HENRY MARCHANT . I am footman to Mrs. Elizabeth Fraile , who lives at No. 60, Russell-square . On the morning of the 15th of May we missed this lead off the privy in the back garden - I saw it safe two days before. I was awoke about a quarter past four o'clock in the morning by a female servant, who said somebody was stealing it - it was daybreak. I got up; we searched the garden, and found three pieces of lead - one piece in the garden, one on the parapet, and another in the next garden, they were rolled up. I left the watchman in the garden and went up stairs for my stockings. I looked out of window, and saw a man going over three garden walls into Mrs. Hoffman's garden, he had a long coat and a hat on. I saw him in custody before five o'clock that morning. The watchman brought him out of Southampton-mews. By getting over the walls he might drop into that mews. He had the same kind of a coat on as the man I saw get over the walls.

LETITIA OAKLEY . I am servant to Mrs. Hoffman, of No. 57, Russell-square. About three o'clock in the morning I got up, went to the window, and saw a man at the corner of Mrs. Fraile's garden, he was stooping. I opened the window, he tried to conceal himself behind the trees. In a few minutes I heard a noise like a hinge or something knocking, which alarmed me. I called the watchman, he sprang his rattle, and another came. I saw him get over Mrs. Fraile's wall and seven other walls, the last of which led into the back of Bedford-place and Bloomsbury-square, he could then get into the mews. He had a bottle-green loose great-coat on. I saw a man jump from a house at the corner of the mews, and run along the mews about three-quarters of an hour after. I watched him getting over the walls till that time.

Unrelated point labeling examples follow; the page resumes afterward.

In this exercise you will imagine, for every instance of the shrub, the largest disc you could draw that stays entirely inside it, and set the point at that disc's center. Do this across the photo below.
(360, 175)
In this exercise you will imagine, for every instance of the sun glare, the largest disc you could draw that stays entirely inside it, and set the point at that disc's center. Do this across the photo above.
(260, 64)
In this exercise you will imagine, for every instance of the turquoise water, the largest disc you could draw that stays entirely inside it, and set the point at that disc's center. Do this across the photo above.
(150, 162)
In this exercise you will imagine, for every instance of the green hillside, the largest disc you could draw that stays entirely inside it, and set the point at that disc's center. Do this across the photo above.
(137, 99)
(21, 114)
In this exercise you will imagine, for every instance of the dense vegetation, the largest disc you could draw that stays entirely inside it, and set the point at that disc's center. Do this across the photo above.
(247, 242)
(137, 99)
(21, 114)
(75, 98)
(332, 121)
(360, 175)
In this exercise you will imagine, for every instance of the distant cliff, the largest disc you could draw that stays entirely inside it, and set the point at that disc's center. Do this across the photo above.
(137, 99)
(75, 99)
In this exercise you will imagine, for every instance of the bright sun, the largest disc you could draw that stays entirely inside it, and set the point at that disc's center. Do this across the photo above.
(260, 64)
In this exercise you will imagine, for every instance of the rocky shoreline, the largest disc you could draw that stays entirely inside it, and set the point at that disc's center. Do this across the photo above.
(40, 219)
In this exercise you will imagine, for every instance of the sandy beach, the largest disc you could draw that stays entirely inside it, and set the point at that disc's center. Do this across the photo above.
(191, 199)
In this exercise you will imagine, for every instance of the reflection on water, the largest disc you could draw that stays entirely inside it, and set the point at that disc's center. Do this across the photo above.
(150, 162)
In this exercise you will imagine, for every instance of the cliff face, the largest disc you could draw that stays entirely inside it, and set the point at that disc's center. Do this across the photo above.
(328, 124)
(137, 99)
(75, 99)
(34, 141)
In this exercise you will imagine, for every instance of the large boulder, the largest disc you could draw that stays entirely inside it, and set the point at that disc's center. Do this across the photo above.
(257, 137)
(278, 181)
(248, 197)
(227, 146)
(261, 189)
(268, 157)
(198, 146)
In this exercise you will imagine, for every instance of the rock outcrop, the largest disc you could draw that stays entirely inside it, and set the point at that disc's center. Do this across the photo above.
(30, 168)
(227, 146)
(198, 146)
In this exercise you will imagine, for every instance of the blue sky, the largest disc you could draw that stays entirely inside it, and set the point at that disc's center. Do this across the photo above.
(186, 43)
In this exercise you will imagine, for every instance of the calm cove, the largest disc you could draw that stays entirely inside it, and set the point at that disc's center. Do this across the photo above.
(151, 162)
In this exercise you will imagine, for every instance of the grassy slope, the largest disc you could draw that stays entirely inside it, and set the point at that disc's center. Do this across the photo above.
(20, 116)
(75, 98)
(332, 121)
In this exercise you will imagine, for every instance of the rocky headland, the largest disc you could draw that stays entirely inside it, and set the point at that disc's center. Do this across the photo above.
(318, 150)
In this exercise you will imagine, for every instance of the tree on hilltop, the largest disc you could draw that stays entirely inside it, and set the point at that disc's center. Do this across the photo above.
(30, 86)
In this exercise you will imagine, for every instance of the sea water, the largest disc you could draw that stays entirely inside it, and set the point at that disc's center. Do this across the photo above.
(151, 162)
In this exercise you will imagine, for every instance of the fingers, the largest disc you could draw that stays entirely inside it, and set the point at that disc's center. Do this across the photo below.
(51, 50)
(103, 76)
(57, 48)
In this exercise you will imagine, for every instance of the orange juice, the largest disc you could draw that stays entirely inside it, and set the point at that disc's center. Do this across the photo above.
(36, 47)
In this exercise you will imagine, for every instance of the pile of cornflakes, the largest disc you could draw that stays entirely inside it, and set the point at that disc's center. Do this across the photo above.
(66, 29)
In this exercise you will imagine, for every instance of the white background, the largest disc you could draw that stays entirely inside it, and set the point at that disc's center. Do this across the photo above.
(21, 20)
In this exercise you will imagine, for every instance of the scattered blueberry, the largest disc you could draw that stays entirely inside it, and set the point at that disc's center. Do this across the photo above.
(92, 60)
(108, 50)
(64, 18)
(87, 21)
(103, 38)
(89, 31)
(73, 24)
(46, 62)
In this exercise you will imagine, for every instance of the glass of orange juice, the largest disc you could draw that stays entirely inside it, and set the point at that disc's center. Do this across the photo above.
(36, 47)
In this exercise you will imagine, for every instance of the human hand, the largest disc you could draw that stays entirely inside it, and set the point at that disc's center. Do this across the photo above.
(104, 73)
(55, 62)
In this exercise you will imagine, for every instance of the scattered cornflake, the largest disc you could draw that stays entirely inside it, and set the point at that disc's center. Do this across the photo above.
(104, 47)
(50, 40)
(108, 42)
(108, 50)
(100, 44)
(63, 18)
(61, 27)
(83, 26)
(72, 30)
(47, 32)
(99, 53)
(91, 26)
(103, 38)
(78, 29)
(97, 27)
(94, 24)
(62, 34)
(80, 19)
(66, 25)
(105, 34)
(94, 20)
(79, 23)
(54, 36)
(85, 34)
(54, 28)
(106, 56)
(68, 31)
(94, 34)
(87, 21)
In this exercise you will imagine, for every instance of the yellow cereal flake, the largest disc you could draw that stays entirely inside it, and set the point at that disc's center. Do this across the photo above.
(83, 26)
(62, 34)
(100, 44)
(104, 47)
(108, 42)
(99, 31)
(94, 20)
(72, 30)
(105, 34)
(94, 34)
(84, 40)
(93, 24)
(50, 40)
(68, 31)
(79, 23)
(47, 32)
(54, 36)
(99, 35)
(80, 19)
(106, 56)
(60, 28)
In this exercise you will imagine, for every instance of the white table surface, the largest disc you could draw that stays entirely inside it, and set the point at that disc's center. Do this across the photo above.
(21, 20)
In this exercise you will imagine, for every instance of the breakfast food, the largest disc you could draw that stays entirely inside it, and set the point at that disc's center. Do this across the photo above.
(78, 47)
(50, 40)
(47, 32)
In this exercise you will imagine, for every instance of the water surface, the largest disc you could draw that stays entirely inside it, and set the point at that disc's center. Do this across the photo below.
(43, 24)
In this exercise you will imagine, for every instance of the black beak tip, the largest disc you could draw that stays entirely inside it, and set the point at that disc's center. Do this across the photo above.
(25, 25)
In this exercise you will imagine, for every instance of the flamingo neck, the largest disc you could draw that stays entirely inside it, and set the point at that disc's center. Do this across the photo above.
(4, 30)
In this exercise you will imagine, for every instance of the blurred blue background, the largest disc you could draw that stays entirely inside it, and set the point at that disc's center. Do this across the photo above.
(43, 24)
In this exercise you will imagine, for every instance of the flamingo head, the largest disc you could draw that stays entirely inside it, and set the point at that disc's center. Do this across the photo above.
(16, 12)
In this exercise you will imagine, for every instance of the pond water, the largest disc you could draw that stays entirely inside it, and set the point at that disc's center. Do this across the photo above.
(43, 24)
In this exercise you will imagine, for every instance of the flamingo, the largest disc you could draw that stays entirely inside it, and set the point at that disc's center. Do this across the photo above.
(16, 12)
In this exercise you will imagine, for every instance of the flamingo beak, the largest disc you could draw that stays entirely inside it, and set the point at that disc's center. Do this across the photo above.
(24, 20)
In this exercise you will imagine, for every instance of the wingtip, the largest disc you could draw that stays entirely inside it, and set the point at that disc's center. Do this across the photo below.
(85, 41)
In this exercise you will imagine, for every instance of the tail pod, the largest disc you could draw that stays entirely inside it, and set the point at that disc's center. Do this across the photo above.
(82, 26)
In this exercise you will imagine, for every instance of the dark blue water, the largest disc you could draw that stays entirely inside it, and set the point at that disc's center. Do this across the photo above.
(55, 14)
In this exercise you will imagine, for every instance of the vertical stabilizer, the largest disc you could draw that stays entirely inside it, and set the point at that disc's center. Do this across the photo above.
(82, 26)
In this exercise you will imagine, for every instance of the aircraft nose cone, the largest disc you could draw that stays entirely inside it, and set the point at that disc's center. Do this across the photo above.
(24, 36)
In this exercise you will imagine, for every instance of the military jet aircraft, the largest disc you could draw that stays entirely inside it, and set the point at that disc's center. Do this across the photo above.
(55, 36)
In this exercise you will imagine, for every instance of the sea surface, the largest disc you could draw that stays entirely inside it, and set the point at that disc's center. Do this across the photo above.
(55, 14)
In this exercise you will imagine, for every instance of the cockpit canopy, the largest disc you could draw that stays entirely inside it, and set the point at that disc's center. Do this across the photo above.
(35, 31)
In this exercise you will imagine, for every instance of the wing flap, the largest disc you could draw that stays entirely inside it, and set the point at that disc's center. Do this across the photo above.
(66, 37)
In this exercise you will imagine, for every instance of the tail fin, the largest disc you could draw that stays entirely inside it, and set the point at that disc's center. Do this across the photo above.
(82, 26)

JAMES ARTIS . I am footman at No. 59, Russell-square. I was awoke a little before four o'clock by the watchman's rattle. I looked out of the window, and the watchman asked me if any man was in the gardens? I then saw a man going out of the gardens over several walls; he had a dark loose great coat on. I had a side view of his face, and can swear the prisoner is the man. It was quite light. I and the watchman went into every garden in Bedford-place till we came to Bloomsbury-square, I then saw him at the top of the stables in Southampton-mews, sitting behind a chimney. I called to him, he came towards me, and said,

"It is no use making a resistance." As soon as he came to the parapet wall, which is twenty feet high, he jumped down and the watchman took him at the end of the mews. I am quite sure he is the man - I had a full view of his face.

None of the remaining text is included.